The study, posted in February as an online preprint item on the Social Science Research Network, is the first of its kind to measure a possible correlation between BLM and police homicide numbers. It found that municipalities where BLM protests have been held experienced as much as a 20 percent decrease in killings by police, resulting in an estimated 300 fewer deaths nationwide in 2014–2019. The occurrence of local protests increased the likelihood of police departments adopting body-worn cameras and community-policing initiatives, the study also found. Many cities with larger and more frequent BLM protests experienced greater declines in police homicides.
The study involved a quantitative research technique called “difference in differences,” which mimics a controlled experiment with observational data. Difference-in-differences studies use variation in the timing and location of a “treatment variable” (such as BLM protests or police killings) to sort data into artificial control groups and treatment groups; researchers can then compare an event’s apparent effects in different settings or time periods. The new study compared police killings in cities that experienced BLM protests with those that did not.
“It’s really difficult to measure Black Lives Matter protests and lethal use of force by the police,” notes the study’s author, Travis Campbell, an economist at the University of Massachusetts Amherst. This is mainly because comprehensive data on police killings are lacking: the federal government does not track police officers’ lethal use of force, and media and grassroots organizations attempt to fill the void via Freedom of Information Act requests and crowdsourcing efforts.
Aislinn Pulley is a co-founder of Black Lives Matter Chicago, which has compiled a list of everyone who died at the hands of the Chicago Police Department since 2011. “It’s extraordinarily important to have concrete data of the numbers of incidents that involve police violence of all stripes, from killings to torture to being held incommunicado in police stations to people who died in custody,” she says. “We didn’t have access to that data prior to the movement—and we still have only partial access.”
Because the national picture of police homicides remains incomplete, “the big issue is that you may undercount the true number of fatal interactions” with police—especially in lower-population areas where media coverage may be lacking—Campbell says. To address this, he gave greater weight to results from larger cities, where he says news reports of police killings and protests likely had more accurate estimates of both. He analyzed the relationship between protests and police homicides using several different techniques and consistently found similar results.
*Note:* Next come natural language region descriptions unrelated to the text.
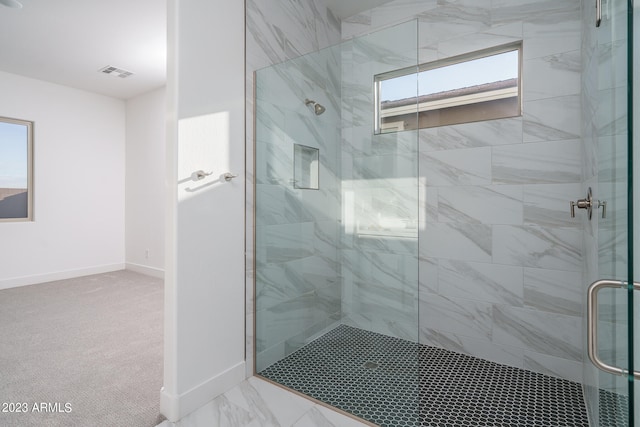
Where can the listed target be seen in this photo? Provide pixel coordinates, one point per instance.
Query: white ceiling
(68, 41)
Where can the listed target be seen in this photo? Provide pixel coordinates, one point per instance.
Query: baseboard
(176, 407)
(59, 275)
(145, 269)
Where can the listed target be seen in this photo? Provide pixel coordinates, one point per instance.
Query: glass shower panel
(297, 203)
(336, 286)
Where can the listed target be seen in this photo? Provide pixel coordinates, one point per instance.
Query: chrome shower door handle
(586, 203)
(592, 325)
(229, 176)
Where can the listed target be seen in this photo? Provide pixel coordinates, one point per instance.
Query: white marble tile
(532, 246)
(611, 60)
(456, 315)
(428, 275)
(467, 242)
(504, 11)
(551, 76)
(612, 119)
(468, 43)
(450, 20)
(553, 291)
(498, 204)
(319, 416)
(500, 284)
(552, 119)
(472, 135)
(538, 163)
(555, 366)
(457, 167)
(356, 24)
(547, 333)
(399, 11)
(553, 32)
(285, 242)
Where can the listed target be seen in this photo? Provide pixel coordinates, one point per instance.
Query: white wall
(79, 156)
(204, 268)
(145, 182)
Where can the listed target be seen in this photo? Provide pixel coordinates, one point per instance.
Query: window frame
(30, 138)
(440, 63)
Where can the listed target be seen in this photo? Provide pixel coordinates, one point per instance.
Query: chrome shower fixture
(317, 108)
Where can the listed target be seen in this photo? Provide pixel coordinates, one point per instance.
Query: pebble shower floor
(392, 382)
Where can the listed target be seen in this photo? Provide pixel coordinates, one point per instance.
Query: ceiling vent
(116, 72)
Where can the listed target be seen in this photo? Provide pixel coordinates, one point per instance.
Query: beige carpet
(91, 344)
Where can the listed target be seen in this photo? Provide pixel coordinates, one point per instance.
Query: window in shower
(306, 172)
(482, 85)
(16, 188)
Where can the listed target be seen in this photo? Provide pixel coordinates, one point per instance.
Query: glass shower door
(610, 389)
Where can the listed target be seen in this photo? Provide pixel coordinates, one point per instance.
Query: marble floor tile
(258, 403)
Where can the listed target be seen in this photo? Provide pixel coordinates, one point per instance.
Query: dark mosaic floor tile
(393, 382)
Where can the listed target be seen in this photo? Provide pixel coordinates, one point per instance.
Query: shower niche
(306, 172)
(337, 268)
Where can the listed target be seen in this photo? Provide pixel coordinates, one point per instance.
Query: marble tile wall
(379, 193)
(296, 230)
(604, 169)
(500, 259)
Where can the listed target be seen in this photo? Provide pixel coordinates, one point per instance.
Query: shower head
(317, 108)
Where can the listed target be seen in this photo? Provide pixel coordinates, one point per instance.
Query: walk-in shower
(416, 261)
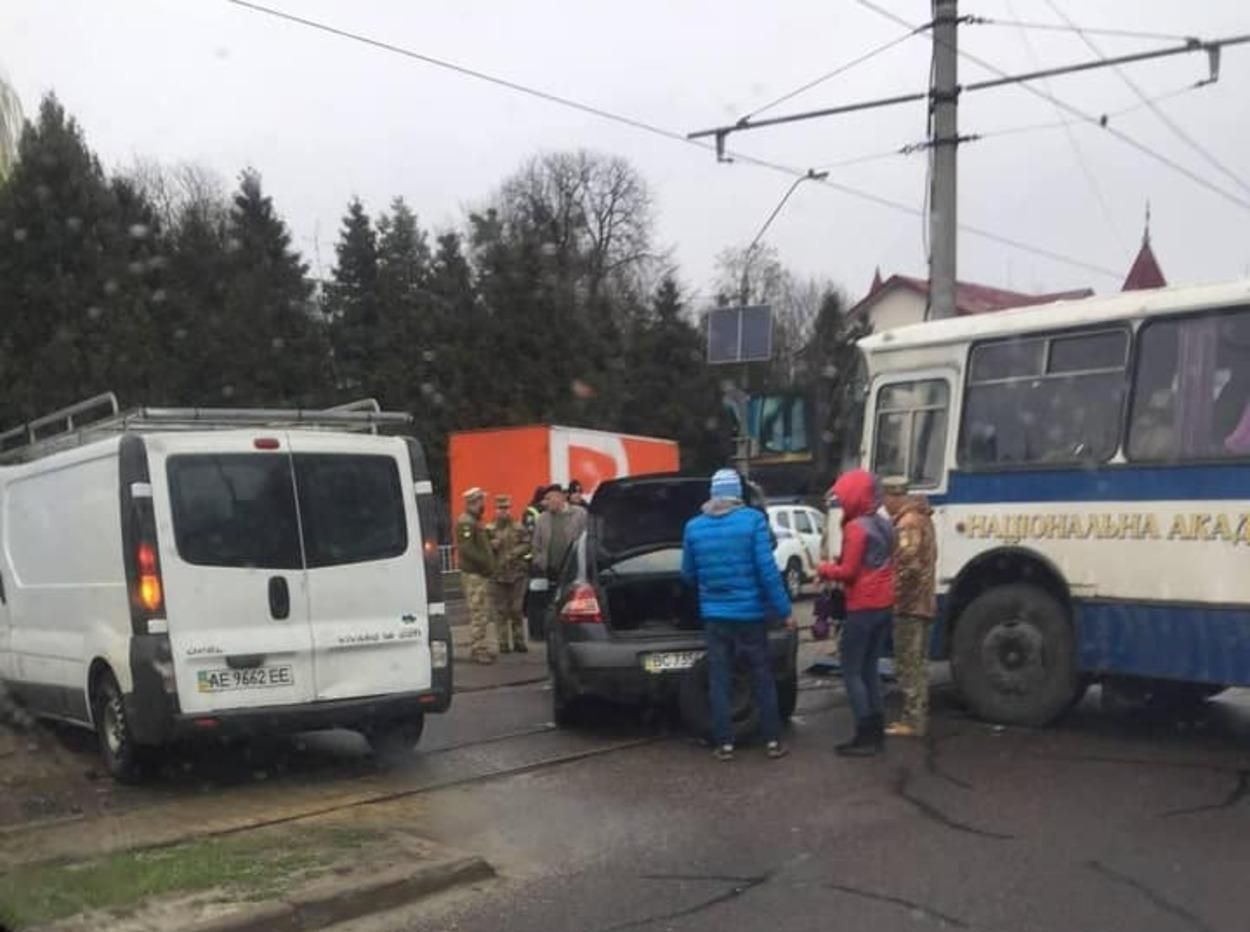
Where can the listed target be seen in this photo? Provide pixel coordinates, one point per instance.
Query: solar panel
(740, 335)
This is also why that even if you don’t think police abolition is realistic, you should still support police abolition. Liberals so often misunderstand the politics of organizing. They want to take a position they think is reasonable and can defend on the policy merits. The problem with that is that this is not how compromises are forged and change made. You take the strongest possible position and realize that you probably won’t get there. It’s highly unlikely that the police will ever be abolished in this nation. But without direct verbal attacks on the police’s right to exist as an institution, there is no real political pressure to force them to change their racist, violent, murderous message. The morals of the issue are far more important than the detailed policy questions of implementation.